Улетела… Теперь вперёд, в чёрную дыру вслед за муравьём и зайцем.

МУРАВЬИНЫЙ ГИМН

 

В глубине чёрная дыра расширялась до обширной полости, где от стены до стены тянулись, сходясь в перспективе, столы и скамейки. Там тысячами сидели муравьи и их гости лесные насекомые. Заяц был единственным среди них животным.

 

– Смотри, какой крупный зверь! – таращились гости и хозяева, и это было ох как лестно зайцу и в плюс его провожатому

 

На помосте, под муравьиным алтарём, утонула в креслах царь-невеста (так называлась у муравьёв муравьиная царица) в венках с вензелями. Дипломат муравей не стал объяснять зайцу, что объявленный великий праздник был на только новосельем, но и коронацией. Такие вот дела в муравьином царстве.

 

Царь-невеста поднялась и оглушительно (это значит, что глухой услышит и затем опять оглохнет) бабахнула дубовым молотком по еловой колоде.

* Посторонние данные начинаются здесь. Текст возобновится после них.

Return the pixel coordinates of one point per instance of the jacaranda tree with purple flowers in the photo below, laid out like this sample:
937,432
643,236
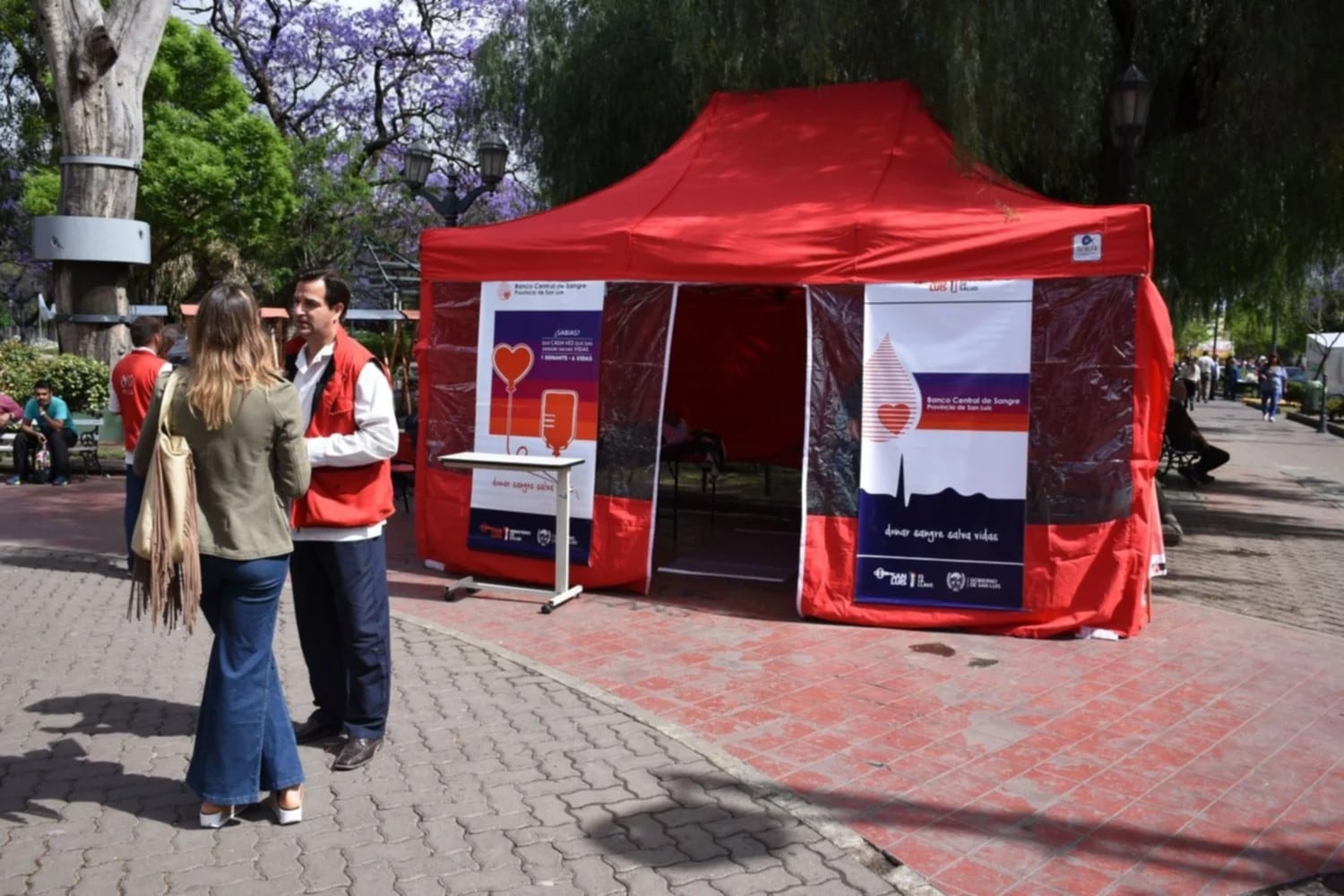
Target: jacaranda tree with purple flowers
351,89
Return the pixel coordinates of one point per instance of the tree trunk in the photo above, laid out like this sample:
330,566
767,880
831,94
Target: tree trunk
99,62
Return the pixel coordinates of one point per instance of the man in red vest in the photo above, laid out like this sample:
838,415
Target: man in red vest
132,387
339,567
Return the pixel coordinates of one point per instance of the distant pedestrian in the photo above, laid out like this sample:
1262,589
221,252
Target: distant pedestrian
1273,381
131,389
11,413
175,347
241,419
1190,376
1207,375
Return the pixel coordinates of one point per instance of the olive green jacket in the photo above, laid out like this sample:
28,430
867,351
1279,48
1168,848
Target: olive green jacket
246,471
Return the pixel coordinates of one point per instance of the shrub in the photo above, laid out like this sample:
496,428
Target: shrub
82,382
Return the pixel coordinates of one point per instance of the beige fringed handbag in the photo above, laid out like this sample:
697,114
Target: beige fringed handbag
166,581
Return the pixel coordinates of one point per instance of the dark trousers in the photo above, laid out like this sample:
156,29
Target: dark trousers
340,606
134,492
1210,458
58,443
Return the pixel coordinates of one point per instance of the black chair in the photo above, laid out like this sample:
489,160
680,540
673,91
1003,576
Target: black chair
704,452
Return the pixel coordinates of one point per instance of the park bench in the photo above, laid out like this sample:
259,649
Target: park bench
1172,455
85,450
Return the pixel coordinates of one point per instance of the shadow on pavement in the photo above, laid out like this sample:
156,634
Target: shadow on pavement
81,562
1261,527
64,772
701,820
108,713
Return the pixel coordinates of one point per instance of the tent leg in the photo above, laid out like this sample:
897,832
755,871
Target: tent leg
676,501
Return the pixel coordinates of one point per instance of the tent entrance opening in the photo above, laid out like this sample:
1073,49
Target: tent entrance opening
730,498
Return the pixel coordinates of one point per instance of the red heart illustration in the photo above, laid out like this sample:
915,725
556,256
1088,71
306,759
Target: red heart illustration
894,417
513,362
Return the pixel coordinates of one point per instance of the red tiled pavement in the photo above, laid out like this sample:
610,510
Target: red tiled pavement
1201,756
1182,759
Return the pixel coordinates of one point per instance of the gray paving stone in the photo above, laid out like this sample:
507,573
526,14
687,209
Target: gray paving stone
495,778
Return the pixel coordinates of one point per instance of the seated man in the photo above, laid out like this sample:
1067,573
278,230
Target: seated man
1185,437
683,444
46,425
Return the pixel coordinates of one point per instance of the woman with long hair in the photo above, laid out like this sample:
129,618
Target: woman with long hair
242,422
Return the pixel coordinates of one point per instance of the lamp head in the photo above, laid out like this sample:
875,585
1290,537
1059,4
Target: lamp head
1131,97
492,158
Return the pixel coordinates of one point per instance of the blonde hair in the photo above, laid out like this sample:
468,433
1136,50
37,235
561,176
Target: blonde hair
228,352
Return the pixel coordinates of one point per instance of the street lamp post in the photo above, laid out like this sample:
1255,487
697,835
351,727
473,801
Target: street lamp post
1129,99
491,156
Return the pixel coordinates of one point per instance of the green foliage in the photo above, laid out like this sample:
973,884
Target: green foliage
215,182
336,202
383,344
214,171
1242,161
82,382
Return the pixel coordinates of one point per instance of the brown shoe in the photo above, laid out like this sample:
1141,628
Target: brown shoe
314,731
357,753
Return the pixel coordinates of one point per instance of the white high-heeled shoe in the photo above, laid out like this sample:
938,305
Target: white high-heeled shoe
287,815
220,817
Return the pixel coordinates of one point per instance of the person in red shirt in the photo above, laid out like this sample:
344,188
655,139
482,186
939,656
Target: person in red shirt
10,410
339,565
132,387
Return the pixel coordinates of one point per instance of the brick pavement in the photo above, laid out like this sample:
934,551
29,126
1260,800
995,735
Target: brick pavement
1199,758
1266,538
496,778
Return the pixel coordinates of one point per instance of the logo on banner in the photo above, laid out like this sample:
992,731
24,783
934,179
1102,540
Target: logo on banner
1086,247
892,395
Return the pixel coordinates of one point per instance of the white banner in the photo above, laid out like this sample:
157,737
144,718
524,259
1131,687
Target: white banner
943,482
537,389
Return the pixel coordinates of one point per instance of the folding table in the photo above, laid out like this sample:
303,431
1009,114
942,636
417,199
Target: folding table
559,466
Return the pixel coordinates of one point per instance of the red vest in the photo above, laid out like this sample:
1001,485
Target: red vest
134,381
343,497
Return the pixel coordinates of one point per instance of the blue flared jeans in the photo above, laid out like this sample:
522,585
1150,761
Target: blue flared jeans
245,742
1269,403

Светляки-светильники лежали навалом на бронзовых блюдах (а не в берестяных мисках для кушаний, так как те бы иначе истлели) и попеременно подмигивали светящимися глазами, испуская фосфорический свет. При громе молотка присутсвующие светляки разом поднялись в высоту к сводам и бездымным огнепадом посыпались на новые места. Гости-букашки завопили от неожиданности и восторга.

 

– Гимн! – объявила царь-невеста. Все смолкли, встали и, оборотясь к алтарю и царице, вступили громко и в согласии. Заяц поставил правое ухо торчком. Он обожал музыку и пение.

 

Лет муравьиному гимну было бесконечно много, как и самому народу мурашей. Если точно – ровно 999-999-999 лет. Вот этот гимн в переводе с древнемуравьиного:

 

Три весёлых музыканта,

разудалых комара,

не послушались сержанта,

а сбежали со двора.

Перед занавесом красным,

где гремел когда-то хор,

с прилежанием напрасным

размахался дирижёр,

и на воздухе под елью

от утра и до утра

не высвистывают трелью,

не гудят виолончелью

три знакомых комара.

 

Затряслась, как лист, казарма.

Некто, жаркий, как вулкан,

с чином, видно, командарма

достаёт из брюк наган.

Распирает парня злость:

“Это дело – в горле кость!

Где штабные музыканты?” –

и пуляет холостым,–

“Позументы-аксельбанты

для чего нашиты им?!”

 

Что за глупости и страсти!

В небе (коли надо – влазьте!)

ноем ноет мошкара.

Без фуражек там и власти

три гуляют комара.

Не гляди на них сурово,

не ори всердцах, как Вова,

но любезно, как в ЦК,

пригласи играть любого

Дебюсси иль Гулака.

Мошки эти многоруки.

Каждый – Ойстрах или Сац,

и комаринского звуки

огласят военный плац.

 

Заяц, ознакомившись с переводом, вслух возмутился:

 

– Ничего себе “Нам даны комариные крылья!” Не примазывайтесь! Сказано ведь: рождённый ползать летать не может!

 

– Ну, не волнуйся так, гость наш любезный, – примирительно сказал провожатый муравей: – 999-999-999 лет назад у нас ещё не было гимна, а у комаров уже был — бодрый, боевой, военный. Державный. Мы вот и попросили, а они одолжили. Не навсегда,заяц, а на время!

ВЕСЁЛЫЕ БУКАШКИ

 

Время бежит. Никак не постоит на месте. Того не может быть, чтоб на поверхности не произошли новые события. Заяц выставил из дыры розовый глаз и длинное ухо. Видимо, выпущен на перерыв. Ну, великий человек, гляди и следи:

 

Весёлые букашки

хватили по рюмашке,

раскочегарились – беда! –

и разбежались кто куда.

 

По саду бродят мамы,

как пиковые дамы.

Их волосы всклокочены,

а лица озабочены:

 

Куда ж девались Коли,

Витюни и Володи?

– Нет, не вернёмся с воли

ни при какой погоде!

 

Мы прыткие! Мы – птицы! –

те прыгают, довольные, –

– Плевать нам на полицию

с высокой колокольни!

 

Тем временем, тем временем

над тополем и теменем

насобирались облака

и стали капать на бока.

 

Тут – ночь вороной. Страшно!

И сиро! И бездомно!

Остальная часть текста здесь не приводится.